Background

DNA methylation is an epigenetic modification known to play a prime role in gene silencing and is an important topic in epigenetic research. However, due to technology-dependent errors there are inconsistencies between methylation measurements from different methods [1]. Incorrect methylation calls could result in the discovery of spurious associations between methylation patterns and specific phenotypes in epigenome-wide association studies (EWAS). We worked towards assigning a measure of confidence to individual CpGs to down-weigh or exclude positions with inconsistent measurements in such studies. We used methylation measurements from the Infinium HumanMethylation450 microarray (β450K) and whole genome bisulfite sequencing (βWGBS) to evaluate whether locus-specific measurement differences, Δβ = β450K − βWGBS, are predictable using statistical learning techniques.

Methods

Methylation for Illumina WGBS data from HepaRGd7R2 was called with Bis-SNP [2], while methylation for Infinium 450K data from the same cell line was determined using RnBeads [3] and normalized with BMIQ [4]. For a uniform feature representation, we considered windows of reads overlapping with CpGs on the microarray (Figure 1). As predictors we examined sets of read sequences, their consensus sequences (with and without base frequencies), and non-sequence features such as base quality and depth of coverage. To obtain a predictive model independent of the methylation state, we masked CpG positions by introducing gaps or zeroing base frequencies.

Figure 1
figure 1

Data preprocessing. (1) Only reads overlapping with a CpG on the Infinium 450K chip are retained. (2) Windows are extended to the left and right of each CpG according to the maximum read length, yielding a uniform feature representation. (3) For each CpG, a consensus sequence is formed from its corresponding set of reads. Additionally, the position-specific frequency of each base is extracted. (4) Finally, CpG positions are masked by introducing gaps in the sequence or zeroing frequencies.

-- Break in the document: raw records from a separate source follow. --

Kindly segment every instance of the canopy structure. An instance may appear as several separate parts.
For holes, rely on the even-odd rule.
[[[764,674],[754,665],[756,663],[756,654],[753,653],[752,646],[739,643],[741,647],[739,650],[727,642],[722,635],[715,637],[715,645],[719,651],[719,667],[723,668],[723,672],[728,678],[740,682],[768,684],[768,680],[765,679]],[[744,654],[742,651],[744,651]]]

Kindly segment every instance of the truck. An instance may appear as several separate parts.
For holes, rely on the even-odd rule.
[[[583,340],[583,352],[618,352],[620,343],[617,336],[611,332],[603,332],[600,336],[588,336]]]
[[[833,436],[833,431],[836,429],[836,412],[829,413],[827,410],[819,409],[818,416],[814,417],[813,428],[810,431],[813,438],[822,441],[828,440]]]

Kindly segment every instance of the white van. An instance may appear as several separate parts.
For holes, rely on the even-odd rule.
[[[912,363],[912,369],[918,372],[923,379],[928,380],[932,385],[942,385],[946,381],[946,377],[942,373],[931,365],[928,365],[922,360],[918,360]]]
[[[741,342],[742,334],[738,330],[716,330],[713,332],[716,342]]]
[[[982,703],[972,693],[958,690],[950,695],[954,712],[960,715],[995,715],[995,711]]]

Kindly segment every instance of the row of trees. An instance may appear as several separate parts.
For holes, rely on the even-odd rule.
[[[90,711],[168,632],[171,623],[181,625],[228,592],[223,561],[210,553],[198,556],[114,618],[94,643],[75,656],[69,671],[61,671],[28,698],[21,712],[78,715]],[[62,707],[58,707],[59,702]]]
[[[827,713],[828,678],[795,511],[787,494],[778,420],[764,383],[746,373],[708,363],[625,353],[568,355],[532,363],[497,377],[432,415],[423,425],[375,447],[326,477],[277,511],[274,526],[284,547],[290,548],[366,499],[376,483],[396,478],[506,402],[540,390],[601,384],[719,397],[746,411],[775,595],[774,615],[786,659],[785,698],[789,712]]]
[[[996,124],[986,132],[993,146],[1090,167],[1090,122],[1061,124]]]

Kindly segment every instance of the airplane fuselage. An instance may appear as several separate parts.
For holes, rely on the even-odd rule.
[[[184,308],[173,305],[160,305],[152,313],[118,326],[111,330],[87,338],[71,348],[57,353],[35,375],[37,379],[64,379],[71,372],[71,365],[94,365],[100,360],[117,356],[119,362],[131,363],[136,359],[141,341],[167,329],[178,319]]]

To predict Δβ, we built support vector regression models based on Illumina WGBS data. Read similarity was measured with numerical, string [57], and set kernels [8]. We introduced the notion of hybrid string kernels to afford a similarity measure for both numeric and string input simultaneously. These kernels are based on scaling the motif similarity scores of two sequences according to the similarity of their base frequency profiles.

Results

For a read-based set kernel utilizing the weighted degree kernel with shifts [6], we found that the predicted values of Δβ correlated significantly with the observed outcomes (r = 0.37, p-value < 2.2 · 10−16). Furthermore, the hybrid weighted degree kernel (r = 0.234) outperformed the weighted degree kernel with shifts (r = 0.22) by also considering the frequencies of individual bases in addition to the consensus sequences. Non-sequence features were less predictive of the outcome than the sequence, e.g., RBF kernels on base quality and depth of coverage attained only correlations of r = 0.057 and r = 0.003 with the outcome, respectively.

Conclusion

To our knowledge, this is the first approach indicating that differences between methylation measurements from bisulfite sequencing and the Infinium HumanMethylation450 microarray are predictable from the reads. The results suggest that features beside the sequence play only a minuscule role in the emergence of inconsistent methylation measurements. We were able to show that, in this scenario, set kernels and hybrid string kernels provide well-suited similarity measures. Further work is necessary to validate the model's generalizability for data from other cell lines and to evaluate its practical merit.